2. Robustness Strategy
Variation reduction is universally recognized as a key to reliability and productivity improvement. There are many approaches to reducing the variability, each one having its place in the product development cycle.
By addressing variation reduction at a particular stage in a product’s life cycle, one can prevent failures in the downstream stages. The Six Sigma approach has made tremendous gains in cost reduction by finding problems that occur in manufacturing or white-collar operations and fixing the immediate causes. The robustness strategy is to prevent problems through optimizing product designs and manufacturing process designs.
The manufacturer of a differential op-amplifier used in coin telephones faced the problem of excessive offset voltage due to manufacturing variability. High offset voltage caused poor voice quality, especially for phones further away from the central office. So, how to minimize field problems and associated cost? There are many approaches:
Compensate the customers for their losses.
Screen out circuits having large offset voltage at the end of the production line.
Institute tighter tolerances through process control on the manufacturing line.
Change the nominal values of critical circuit parameters such that the circuit’s function becomes insensitive to the cause, namely, manufacturing variation.
The approach 4 is the robustness strategy. As one moves from approach 1 to 4, one progressively moves upstream in the product delivery cycle and also becomes more efficient in cost control. Hence it is preferable to address the problem as upstream as possible. The robustness strategy provides the crucial methodology for systematically arriving at solutions that make designs less sensitive to various causes of variation. It can be used for optimizing product design as well as for manufacturing process design.

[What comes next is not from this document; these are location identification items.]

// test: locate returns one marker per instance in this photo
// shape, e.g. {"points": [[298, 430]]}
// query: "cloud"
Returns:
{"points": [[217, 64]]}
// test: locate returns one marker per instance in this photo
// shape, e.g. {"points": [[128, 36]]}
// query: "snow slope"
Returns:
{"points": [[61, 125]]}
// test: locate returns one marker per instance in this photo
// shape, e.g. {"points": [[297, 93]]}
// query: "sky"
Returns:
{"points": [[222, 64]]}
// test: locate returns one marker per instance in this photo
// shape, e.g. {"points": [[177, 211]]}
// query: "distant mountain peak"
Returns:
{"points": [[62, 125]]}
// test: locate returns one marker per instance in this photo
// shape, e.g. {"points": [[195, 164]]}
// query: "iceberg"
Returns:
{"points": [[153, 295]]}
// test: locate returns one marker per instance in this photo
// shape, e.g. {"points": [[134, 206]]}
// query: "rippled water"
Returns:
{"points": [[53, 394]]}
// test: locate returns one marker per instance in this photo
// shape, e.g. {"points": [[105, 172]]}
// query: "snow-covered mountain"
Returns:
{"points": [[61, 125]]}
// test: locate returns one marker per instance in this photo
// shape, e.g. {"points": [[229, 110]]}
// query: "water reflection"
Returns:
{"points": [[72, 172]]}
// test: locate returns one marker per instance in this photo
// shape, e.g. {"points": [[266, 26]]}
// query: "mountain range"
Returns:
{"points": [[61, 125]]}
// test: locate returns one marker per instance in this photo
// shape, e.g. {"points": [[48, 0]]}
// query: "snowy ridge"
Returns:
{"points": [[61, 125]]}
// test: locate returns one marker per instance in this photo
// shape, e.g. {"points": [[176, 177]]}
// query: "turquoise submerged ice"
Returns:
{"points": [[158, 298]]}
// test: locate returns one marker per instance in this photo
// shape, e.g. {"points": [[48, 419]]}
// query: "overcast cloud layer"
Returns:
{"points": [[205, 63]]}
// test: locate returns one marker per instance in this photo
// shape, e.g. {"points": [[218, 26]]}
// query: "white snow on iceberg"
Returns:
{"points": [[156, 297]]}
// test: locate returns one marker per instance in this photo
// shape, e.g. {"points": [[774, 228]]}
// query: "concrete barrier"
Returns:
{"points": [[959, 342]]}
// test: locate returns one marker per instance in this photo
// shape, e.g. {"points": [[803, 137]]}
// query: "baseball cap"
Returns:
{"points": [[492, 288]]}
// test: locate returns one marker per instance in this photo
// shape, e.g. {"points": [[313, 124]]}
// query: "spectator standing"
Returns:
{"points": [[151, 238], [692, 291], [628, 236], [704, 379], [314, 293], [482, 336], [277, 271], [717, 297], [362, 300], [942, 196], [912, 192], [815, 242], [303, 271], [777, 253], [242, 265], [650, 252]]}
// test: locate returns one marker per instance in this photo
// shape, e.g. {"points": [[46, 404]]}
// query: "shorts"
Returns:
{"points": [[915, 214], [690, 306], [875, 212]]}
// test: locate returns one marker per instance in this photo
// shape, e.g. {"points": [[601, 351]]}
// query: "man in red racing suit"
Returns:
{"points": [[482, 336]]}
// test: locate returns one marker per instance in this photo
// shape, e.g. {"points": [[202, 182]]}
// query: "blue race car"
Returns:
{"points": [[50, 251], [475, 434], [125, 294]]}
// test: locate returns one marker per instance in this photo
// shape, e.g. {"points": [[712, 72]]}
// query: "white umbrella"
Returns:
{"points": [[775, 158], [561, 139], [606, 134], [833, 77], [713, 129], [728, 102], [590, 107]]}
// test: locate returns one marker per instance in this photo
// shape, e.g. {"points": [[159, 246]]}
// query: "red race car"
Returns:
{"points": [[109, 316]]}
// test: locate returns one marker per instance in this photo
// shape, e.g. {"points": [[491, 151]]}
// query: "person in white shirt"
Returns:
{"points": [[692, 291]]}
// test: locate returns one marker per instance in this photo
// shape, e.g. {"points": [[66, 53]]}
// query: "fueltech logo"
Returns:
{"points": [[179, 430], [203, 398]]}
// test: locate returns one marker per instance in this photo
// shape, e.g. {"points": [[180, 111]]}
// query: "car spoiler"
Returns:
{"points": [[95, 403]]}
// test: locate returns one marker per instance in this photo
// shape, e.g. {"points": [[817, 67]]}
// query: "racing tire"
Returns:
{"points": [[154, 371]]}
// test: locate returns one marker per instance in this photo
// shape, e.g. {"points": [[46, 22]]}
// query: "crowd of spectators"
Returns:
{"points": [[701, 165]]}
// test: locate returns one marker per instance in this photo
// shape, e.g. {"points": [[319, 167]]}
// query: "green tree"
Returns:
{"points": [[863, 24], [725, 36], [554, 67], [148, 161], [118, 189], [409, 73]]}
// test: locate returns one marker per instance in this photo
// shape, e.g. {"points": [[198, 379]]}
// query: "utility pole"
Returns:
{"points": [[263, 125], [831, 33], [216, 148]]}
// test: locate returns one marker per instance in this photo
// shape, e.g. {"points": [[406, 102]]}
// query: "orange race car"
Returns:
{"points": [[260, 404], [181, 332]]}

The Robustness Strategy uses five primary tools:
P-Diagram is used to classify the variables associated with the product into noise, control, signal (input), and response (output) factors.
Ideal Function is used to mathematically specify the ideal form of the signal-response relationship as embodied by the design concept for making the higher-level system work perfectly.
Quadratic Loss Function (also known as Quality Loss Function) is used to quantify the loss incurred by the user due to deviation from target performance.
Signal-to-Noise Ratio is used for predicting the field quality through laboratory experiments.
Orthogonal Arrays are used for gathering dependable information about control factors (design parameters) with a small number of experiments.